After all, why shouldn’t we be like that handsome couple—vibrant and sexy—well past the golden years and into the ripe old years? In the words of Marion Downs, the 93-year-old fitness guru and author of Shut Up And Live:

”We are destined to live to 100. So why not feel good during the journey? You don’t have to be in a wheelchair or an old-age home. You can enjoy life.”

FITNESS FACTS

Studies have suggested that walking at a brisk pace for three or more hours a week can reduce your risk for coronary heart disease by 65 percent.

About 25 percent of American adults—and an even greater percentage of women—are sedentary. After age 44, upwards of 30 percent of women are sedentary, and by age 65, the proportion increases to almost 35 percent. By the time they reach age 75, about 50 percent of all women are sedentary.

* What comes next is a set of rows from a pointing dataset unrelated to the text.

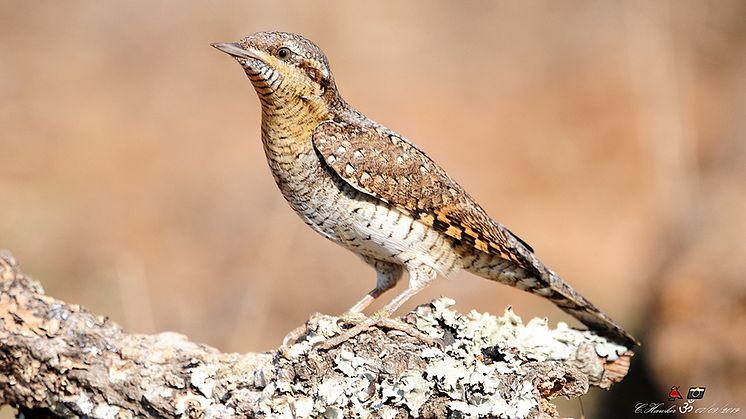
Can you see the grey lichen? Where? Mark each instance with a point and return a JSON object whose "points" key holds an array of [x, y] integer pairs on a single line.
{"points": [[488, 367], [58, 357]]}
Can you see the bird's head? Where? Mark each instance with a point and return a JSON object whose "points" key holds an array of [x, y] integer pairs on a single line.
{"points": [[283, 67]]}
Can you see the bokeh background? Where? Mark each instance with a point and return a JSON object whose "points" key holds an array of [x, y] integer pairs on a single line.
{"points": [[610, 136]]}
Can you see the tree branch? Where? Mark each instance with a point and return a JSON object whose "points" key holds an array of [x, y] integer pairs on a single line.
{"points": [[58, 359]]}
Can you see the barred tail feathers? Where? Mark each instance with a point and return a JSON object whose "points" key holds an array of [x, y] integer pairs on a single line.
{"points": [[570, 301]]}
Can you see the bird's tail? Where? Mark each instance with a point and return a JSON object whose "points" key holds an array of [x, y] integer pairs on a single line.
{"points": [[570, 301], [541, 281]]}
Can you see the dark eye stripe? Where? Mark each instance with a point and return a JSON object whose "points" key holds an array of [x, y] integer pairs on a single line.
{"points": [[283, 52]]}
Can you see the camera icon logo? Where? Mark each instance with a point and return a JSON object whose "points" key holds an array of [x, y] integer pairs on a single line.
{"points": [[695, 393]]}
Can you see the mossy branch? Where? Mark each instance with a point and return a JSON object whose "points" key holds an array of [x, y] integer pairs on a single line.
{"points": [[59, 360]]}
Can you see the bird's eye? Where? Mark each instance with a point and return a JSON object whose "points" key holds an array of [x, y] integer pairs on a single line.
{"points": [[283, 52]]}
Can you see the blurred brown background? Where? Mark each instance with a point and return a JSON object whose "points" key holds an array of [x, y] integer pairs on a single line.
{"points": [[610, 136]]}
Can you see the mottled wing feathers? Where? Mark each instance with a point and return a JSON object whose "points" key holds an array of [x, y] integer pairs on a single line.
{"points": [[380, 163]]}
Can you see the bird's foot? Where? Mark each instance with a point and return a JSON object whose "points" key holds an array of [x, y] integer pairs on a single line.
{"points": [[381, 319], [294, 335]]}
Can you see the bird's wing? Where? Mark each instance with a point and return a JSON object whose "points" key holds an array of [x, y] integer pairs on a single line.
{"points": [[384, 165]]}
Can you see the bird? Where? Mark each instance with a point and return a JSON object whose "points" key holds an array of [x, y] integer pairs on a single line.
{"points": [[377, 194]]}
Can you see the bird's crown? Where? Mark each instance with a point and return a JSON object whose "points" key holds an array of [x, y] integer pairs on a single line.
{"points": [[282, 66]]}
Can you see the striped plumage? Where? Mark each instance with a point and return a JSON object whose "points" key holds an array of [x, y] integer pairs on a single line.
{"points": [[372, 191]]}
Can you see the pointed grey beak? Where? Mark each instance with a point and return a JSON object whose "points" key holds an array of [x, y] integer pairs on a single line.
{"points": [[235, 50]]}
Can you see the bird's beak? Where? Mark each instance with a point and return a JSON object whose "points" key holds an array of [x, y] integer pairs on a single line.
{"points": [[235, 50]]}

Only about 22 percent of American adults engage in regular, sustained physical activity for at least 30 minutes five times a week, and only 15 percent exercise both regularly and vigorously.

Walking at a brisk pace (a 15-minute mile or 4 mph) burns almost as many calories as jogging for the same distance. The benefit of jogging is that it takes less time to cover the same distance and it benefits the bones; however, it may be too strenuous for some.

It takes about 12 weeks after starting an exercise program to see measurable changes in your body. However, before 12 weeks, you will notice an increase in your strength and endurance.

Improving fitness appears to help men live longer following a heart attack (The National Exercise and Heart Disease Project).

Lifestyle physical activity, such as taking the stairs, gardening, and walking instead of driving, is as effective as structured gym workouts in improving fitness (Journal of the American Medical Association).

GET OVER THE CAVEMAN
A local counselor says women often choose mates for the wrong age-old reasons.

Women don’t always end up with the perfect mate, and Dr. Robert S. Hackney, a locally based certified relationship coach and counselor, is writing a book that he thinks helps explains why.  In The Avatar Syndrome, he’ll argue that we women are often caught up in biological impulses that drove us to select mates in the prehistoric past. Strong, powerful cavemen were more likely to survive and pass on their DNA, and modern women, however subconsciously, still respond to those qualities. We may marry a guy like that because we are biologically attracted to him, but then yearn for him to be a sensitive Prince Charming instead. When he falls short of that ideal, we suffer from perpetually shattered expectations.

What to do?

Hackney suggests that women need to engage in a “conscious form of mate selection by developing clear ideas of what their authentic requirements for a mate are.” Some call it conscious dating.

Hackney hopes that his book will lead women to discover what their authentic requirements are—preferably before they fall head over heels with every tall, strong and handsome guy they meet.

“Discover what Prince Charming means to you,” says Hackney. “When a woman possesses a clear understanding of what she needs in a mate, she shifts from archival behavior to authentic behavior. The relationships that develop from this are powerful and long-lasting.”